Cela passe par l'adoption d'une nouvelle feuille de route annoncée par Ferhat Aït Ali Braham, le ministre de l'Industrie, il y a tout juste deux semaines et qui devrait être prête début avril. Il vient d'accorder une longue interview à l'agence officielle algérienne (APS) où il annonce la couleur concernant cette réforme.
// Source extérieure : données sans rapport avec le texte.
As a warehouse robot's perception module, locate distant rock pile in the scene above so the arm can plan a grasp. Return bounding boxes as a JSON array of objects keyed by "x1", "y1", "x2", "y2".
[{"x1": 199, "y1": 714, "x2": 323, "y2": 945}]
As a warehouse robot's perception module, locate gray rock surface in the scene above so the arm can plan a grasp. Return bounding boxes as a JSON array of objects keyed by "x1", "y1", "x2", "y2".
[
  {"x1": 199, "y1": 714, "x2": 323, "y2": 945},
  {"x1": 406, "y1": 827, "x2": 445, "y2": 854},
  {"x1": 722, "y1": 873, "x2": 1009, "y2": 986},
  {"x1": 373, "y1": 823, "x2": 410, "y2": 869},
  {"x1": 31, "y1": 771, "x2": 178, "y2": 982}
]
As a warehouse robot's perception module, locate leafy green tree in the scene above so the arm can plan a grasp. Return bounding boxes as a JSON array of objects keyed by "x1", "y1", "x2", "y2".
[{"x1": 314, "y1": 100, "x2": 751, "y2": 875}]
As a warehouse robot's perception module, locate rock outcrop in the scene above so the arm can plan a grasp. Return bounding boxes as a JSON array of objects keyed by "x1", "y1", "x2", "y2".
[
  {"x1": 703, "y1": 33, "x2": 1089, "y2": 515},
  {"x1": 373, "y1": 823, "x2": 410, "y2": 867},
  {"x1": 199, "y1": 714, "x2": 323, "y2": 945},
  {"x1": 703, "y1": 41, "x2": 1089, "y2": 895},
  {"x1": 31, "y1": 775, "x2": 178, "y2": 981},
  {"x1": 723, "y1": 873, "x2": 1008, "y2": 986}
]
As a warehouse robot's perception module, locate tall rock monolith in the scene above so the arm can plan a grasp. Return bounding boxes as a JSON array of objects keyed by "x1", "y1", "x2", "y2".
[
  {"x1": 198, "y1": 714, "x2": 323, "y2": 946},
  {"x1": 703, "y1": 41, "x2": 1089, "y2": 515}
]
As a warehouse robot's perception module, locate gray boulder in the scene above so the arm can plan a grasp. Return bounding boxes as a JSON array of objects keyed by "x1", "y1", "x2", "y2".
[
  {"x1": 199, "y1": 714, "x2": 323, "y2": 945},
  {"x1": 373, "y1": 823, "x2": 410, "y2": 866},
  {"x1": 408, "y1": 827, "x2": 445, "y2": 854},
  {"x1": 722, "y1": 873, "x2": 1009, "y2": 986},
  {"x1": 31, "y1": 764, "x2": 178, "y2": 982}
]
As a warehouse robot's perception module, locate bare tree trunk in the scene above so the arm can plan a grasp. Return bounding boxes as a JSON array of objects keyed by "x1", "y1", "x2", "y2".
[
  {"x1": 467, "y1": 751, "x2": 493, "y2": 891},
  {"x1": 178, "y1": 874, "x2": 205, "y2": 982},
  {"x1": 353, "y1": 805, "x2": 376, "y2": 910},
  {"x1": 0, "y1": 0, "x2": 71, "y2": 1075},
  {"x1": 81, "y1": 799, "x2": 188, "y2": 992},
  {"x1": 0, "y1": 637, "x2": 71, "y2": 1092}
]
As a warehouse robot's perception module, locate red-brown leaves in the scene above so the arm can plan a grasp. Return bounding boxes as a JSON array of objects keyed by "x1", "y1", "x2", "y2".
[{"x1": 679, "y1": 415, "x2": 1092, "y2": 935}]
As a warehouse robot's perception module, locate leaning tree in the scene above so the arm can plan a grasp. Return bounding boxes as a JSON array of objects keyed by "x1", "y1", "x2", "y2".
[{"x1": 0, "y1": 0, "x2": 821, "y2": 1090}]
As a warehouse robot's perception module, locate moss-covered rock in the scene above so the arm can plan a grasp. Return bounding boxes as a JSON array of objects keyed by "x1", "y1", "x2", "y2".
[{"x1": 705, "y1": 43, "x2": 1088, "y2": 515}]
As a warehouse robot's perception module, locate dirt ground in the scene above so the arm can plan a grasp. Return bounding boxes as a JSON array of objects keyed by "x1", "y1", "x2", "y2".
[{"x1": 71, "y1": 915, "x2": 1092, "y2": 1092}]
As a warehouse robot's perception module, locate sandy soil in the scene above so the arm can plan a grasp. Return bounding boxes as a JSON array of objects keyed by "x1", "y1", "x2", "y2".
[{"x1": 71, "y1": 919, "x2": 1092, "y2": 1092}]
L'objectif est de concurrencer enfin le Maroc, comme l'a d'ailleurs fait clairement entendre le nouveau chef de l'Etat algérien qui a reproché à Renault de n'avoir pas fait en Algérie ce qu'il a réalisé dans le Royaume. On parle enfin de taux d'intégration, d'emplois locaux, contrairement à l'ancienne version qui avait comme unique objectif d'enrichir des oligarques.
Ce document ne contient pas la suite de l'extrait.